117.Following the same principle, words inserted, by legislation made by, or by virtue of power conferred by, the UK Parliament, into (for example) an Act of the Scottish Parliament do form part of that Act of the Scottish Parliament. But sections 29 and 30 ensure that sections 24 to 26 do not apply in relation to such words, as explained below.

Section 29: Primary legislation words to which this Part applies

118.The words to which section 29 applies are words in an Act of the Scottish Parliament – but only if they are in the Act because:

  • they are the Act’s original words (that is, they were included in the Bill for the Act when it was passed by the Scottish Parliament, rather than being inserted later),

  • they are words inserted into the Act by the original words of another Act of the Scottish Parliament, or

  • they are words inserted into the Act by subordinate legislation made under a power conferred by a provision which does not derive from an Act of the UK Parliament (essentially, therefore, words inserted by subordinate legislation made under a power conferred by the Scottish Parliament).

119.Words inserted into an Act of the Scottish Parliament by an Act of the UK Parliament, or subordinate legislation made under such an Act, are therefore not subject to the interpretative duty set out in section 24(1) (and so do not require to be read and given effect in a way that is compatible with the UNCRC requirements, whether that is possible or not). Such words also cannot be struck down under section 25 or declared incompatible under section 26.

Section 30: Subordinate legislation words to which this Part applies

120.Section 30 makes equivalent provision in relation to words in subordinate legislation to that made in relation to words in primary legislation by section 29. That is, for section 30 to apply to them, words must be contained in a Scottish statutory instrument originally made wholly or partly under a power conferred by a provision which does not derive from an Act of the UK Parliament (essentially, therefore, an instrument made wholly or partly under a power conferred by the Scottish Parliament).
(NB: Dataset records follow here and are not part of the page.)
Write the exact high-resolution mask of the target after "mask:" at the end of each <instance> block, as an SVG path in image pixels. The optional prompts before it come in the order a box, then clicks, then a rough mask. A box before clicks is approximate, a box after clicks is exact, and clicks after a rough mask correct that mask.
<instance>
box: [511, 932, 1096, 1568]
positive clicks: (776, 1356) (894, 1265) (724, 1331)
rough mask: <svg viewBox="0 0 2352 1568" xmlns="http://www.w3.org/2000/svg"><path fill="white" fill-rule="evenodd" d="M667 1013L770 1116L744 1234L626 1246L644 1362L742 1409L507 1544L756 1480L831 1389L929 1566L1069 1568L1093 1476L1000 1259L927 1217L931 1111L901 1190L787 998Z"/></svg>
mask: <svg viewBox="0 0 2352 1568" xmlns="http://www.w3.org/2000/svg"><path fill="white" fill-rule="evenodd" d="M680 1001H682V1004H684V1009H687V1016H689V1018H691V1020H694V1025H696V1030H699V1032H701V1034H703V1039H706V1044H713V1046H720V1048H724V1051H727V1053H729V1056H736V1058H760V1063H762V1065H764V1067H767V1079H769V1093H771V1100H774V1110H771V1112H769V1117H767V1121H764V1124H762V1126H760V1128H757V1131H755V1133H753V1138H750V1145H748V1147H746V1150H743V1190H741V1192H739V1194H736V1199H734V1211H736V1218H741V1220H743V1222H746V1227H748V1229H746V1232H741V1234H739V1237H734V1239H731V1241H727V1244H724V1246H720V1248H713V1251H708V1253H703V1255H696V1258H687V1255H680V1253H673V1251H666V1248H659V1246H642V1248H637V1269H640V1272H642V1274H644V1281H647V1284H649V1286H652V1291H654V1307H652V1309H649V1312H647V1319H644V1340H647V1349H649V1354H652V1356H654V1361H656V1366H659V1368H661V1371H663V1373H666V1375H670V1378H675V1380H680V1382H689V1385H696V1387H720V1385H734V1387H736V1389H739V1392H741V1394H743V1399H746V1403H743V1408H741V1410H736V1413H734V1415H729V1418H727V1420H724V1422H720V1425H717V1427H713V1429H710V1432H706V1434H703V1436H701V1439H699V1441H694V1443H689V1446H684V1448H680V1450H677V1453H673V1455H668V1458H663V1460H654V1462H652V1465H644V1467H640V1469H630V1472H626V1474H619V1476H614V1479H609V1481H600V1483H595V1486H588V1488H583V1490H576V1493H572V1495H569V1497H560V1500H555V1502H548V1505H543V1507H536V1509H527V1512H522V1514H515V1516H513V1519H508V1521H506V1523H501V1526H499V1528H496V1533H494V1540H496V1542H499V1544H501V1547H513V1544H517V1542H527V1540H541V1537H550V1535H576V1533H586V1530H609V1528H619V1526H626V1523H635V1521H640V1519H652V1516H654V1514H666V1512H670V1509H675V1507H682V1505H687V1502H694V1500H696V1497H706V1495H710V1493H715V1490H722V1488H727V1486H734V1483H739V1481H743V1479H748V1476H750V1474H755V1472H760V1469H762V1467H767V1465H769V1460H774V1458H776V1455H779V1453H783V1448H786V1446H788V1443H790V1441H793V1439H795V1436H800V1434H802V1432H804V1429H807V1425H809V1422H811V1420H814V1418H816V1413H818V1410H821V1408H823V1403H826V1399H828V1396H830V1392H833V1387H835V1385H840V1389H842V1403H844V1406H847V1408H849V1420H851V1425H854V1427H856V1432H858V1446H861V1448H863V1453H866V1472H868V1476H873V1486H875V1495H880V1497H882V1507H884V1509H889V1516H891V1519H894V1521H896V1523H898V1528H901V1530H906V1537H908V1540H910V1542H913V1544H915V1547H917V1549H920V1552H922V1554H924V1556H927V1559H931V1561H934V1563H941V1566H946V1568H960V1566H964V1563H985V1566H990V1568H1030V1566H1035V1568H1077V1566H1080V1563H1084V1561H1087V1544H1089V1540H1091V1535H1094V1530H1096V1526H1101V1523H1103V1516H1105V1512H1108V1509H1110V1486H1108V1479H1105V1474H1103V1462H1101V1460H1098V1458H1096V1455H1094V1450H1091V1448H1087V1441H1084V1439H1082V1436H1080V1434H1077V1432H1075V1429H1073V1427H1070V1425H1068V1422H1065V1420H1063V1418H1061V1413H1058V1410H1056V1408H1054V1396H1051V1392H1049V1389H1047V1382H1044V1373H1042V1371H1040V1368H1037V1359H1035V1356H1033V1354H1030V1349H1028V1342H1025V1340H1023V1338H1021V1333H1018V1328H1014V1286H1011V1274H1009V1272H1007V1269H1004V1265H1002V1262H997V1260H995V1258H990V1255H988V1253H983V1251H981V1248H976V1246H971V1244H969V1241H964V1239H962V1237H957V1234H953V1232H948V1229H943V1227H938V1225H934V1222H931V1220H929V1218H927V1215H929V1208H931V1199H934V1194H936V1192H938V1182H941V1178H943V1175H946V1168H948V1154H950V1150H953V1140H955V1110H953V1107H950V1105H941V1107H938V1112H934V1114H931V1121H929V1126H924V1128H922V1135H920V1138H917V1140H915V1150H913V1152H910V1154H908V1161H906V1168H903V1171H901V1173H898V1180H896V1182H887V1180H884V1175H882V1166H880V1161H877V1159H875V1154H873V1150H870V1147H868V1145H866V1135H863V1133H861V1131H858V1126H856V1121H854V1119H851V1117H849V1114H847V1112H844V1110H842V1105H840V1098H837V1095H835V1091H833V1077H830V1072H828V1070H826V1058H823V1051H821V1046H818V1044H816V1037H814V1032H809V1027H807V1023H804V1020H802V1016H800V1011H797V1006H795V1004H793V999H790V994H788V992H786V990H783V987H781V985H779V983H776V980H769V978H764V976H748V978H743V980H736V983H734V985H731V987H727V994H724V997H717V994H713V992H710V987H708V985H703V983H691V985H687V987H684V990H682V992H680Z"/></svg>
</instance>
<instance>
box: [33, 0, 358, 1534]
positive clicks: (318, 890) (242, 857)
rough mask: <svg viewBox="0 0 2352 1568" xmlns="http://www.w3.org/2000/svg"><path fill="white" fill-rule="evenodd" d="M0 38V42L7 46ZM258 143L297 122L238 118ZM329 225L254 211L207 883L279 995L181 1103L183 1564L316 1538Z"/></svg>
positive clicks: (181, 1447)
In addition, the words must be contained in the instrument:

  • as a result of the exercise of a power conferred by the Scottish Parliament – although it does not matter whether the words were contained in the instrument as originally made or subsequently inserted into the instrument by a subsequent exercise of the same or a different power conferred by the Scottish Parliament, or

  • as a result of being inserted into the instrument by words to which section 29 applies (so words inserted into the instrument by, for example, an Act of the UK Parliament would not count as words to which section 30 applies).

121.The effect of this is that words contained in a Scottish statutory instrument by virtue of the exercise of a power conferred by the UK Parliament (including where that power is exercised by the Scottish Ministers) or by virtue of being directly inserted by an Act of the UK Parliament are not subject to the interpretative duty set out in section 24(1) (and so do not require to be read and given effect in a way that is compatible with the UNCRC requirements). Such words also cannot be struck down under section 25 or declared incompatible under section 26.

3

This is in response to the Supreme Court judgment in the Reference by the Attorney General and the Advocate General for Scotland – United Nations Convention on the Rights of the Child (Incorporation) (Scotland) Bill [2021] UKSC 42), which found that sections 24 to 26, in the form in which they originally appeared in the “Bill as Passed” (in which they were numbered sections 19 to 21), were outside the Scottish Parliament’s legislative competence – see the “Parliamentary history” section at the end of these Notes.

4

This is because, under section 29(1) of the Scotland Act, an Act of the Scottish Parliament which purported to contain provision, enacted by the Scottish Parliament, relating to a reserved matter would not, to the extent it exceeded the Scottish Parliament’s legislative competence, be law.